Mr. Ellis, the express-man, lives on the bluff near the river, at 632 South 5th Street. His covered hack, in which he hauls passengers to the Glen (Miller), was standing out by his stable, when the storm came up, and took it clear down the bank to the river, where it takes a bath still. It is a total wreck, what can be seen of it that is not submerged.

A great many culverts was washed out. They would fill with water, get stopped up with debris, then bust-boards would float loose and go down the gutters with the water, into residential cellars. Dough-brained Wash Stigleman was out, bare-footed with his pants rolled up to his knees. Every time he planted a foot in a gutter, it overflowed to someone’s cellar. A vigilance committee with a rope is alleged to have called on him and persuaded him to go home and stay inside. He obeyed.

George Jackson got pretty well frightened by the storm, but wasn’t damaged to any great extent, just drenched. The wroth he exhibited was more about what happened to his newly beveled glass storefront window than anything else. He’s a smart cusser, he is. Ask his neighbors.
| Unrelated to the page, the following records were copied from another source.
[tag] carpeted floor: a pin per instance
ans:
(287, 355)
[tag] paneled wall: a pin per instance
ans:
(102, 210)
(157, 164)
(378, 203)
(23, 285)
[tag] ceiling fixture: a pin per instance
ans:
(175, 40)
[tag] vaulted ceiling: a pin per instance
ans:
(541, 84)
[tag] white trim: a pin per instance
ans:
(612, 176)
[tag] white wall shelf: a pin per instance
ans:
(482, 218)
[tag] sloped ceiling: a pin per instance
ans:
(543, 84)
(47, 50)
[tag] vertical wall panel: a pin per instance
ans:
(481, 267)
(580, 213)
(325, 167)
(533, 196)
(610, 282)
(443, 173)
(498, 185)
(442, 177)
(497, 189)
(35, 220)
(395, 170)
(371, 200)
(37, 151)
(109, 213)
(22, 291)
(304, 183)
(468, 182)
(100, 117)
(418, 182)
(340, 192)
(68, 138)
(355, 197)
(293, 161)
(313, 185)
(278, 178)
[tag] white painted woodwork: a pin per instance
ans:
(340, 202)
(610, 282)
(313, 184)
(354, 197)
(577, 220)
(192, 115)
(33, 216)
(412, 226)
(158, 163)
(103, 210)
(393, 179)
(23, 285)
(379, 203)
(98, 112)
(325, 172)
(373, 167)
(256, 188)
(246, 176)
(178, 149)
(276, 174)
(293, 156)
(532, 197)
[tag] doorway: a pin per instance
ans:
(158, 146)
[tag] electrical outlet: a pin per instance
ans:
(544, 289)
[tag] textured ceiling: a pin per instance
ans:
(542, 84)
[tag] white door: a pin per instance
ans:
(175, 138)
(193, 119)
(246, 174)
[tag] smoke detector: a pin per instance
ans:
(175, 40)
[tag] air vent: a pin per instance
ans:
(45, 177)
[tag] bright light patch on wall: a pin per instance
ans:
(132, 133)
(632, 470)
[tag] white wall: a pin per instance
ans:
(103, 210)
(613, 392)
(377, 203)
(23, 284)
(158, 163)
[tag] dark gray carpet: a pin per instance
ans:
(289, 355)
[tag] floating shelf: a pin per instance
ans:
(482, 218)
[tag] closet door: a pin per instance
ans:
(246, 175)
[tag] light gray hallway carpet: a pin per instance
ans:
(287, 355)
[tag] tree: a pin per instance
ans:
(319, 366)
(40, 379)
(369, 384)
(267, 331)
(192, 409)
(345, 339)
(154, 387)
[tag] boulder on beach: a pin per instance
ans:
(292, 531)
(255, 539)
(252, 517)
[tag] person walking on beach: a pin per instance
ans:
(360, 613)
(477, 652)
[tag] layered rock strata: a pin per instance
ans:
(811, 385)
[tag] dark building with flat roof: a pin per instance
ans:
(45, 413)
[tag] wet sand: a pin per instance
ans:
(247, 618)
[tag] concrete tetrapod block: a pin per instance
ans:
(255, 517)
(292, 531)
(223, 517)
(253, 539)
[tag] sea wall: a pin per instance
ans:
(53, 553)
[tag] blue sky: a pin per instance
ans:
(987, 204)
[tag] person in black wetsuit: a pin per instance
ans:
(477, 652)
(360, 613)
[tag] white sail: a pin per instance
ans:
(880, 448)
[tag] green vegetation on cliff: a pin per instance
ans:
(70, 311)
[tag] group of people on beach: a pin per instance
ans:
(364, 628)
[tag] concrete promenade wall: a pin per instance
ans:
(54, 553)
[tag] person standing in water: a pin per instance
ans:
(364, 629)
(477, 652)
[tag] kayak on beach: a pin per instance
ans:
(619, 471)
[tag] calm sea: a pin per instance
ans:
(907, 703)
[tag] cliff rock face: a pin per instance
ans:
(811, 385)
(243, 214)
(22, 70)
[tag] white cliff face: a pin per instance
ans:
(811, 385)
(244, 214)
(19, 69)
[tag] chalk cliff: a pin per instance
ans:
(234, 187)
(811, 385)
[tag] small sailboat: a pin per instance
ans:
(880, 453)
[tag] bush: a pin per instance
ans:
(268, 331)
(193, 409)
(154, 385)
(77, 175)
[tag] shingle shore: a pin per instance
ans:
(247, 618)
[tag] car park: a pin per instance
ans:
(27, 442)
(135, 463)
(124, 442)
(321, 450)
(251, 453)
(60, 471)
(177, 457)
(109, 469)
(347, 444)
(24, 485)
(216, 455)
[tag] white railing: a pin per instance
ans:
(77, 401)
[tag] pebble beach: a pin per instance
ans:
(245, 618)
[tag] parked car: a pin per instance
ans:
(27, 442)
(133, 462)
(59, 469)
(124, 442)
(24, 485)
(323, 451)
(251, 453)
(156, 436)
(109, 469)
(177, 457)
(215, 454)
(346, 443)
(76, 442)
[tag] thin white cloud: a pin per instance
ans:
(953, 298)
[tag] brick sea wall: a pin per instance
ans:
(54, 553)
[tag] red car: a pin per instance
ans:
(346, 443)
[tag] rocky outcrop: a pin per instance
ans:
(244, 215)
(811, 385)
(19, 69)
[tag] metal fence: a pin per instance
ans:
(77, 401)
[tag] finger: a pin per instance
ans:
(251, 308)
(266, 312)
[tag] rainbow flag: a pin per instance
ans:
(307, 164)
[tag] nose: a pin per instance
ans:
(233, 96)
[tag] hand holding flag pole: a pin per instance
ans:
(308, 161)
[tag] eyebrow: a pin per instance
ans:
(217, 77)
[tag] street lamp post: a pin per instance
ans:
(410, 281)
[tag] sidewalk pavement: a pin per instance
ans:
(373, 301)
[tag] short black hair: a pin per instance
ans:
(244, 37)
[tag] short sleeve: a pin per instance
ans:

There was a good deal of scare at the Glen (Miller) during the berserk spat of nature. Tony Stever and wife were there, with their suppers, and the woods were fairly lined with similar parties, when the first shower came up, at which time Mr. and Mrs. Stever traipsed to the mill for cover. The balance of the party, however, thought it wouldn’t be much of a cloudburst, and just sat under the trees, basking in the clime of each other’s embrace; but the second shower came up, and the rain discharged its torrential outbreak, lashing down like it had a vengeance against them! So all holds let go! Pets unclasped! Bets were off!  - as they made a mad dash trampling for the mill, upraised legs and elbows threshing like Gaar industrial machineries. By the time they got to the mill, it was like they had took a bath in full attire, and now huddled as drowsed rats. Tony thinks there were at least 25 ladies fulsomely wet to the skin; and every time a lightning streak or the wind took off a tree limb, it set up female shrieks that made the shingles of a nearby shanty flap, and the neck-hairs of the manliest of men stand on end. Tony’s hair was that way when he got back to town, but he still had the gall to say he quite enjoyed it. His wife disagreed vehemently, and boldly told him so. So he shut up.

The only case in police court this morning was that of a drunken tailor who gave his name as George Ehnle. He is from some fine place in Ohio, in transit to Marion, Indiana. He couldn’t stand as much Richmond whisky as he thought he could, and took refuge in a Main Street building stairwell, where the police found him indulging in a most painful train of thought, the storm having awakened in him such droves of delirium and terror, he thought the world was ending. At the mayor’s court this morning he was complimented by his honor for having possessed the good sense to come in out of the rain; and then he was fined for drunk and trespass for doing so on private property.

IN OTHER NEWS: The gardens was watered.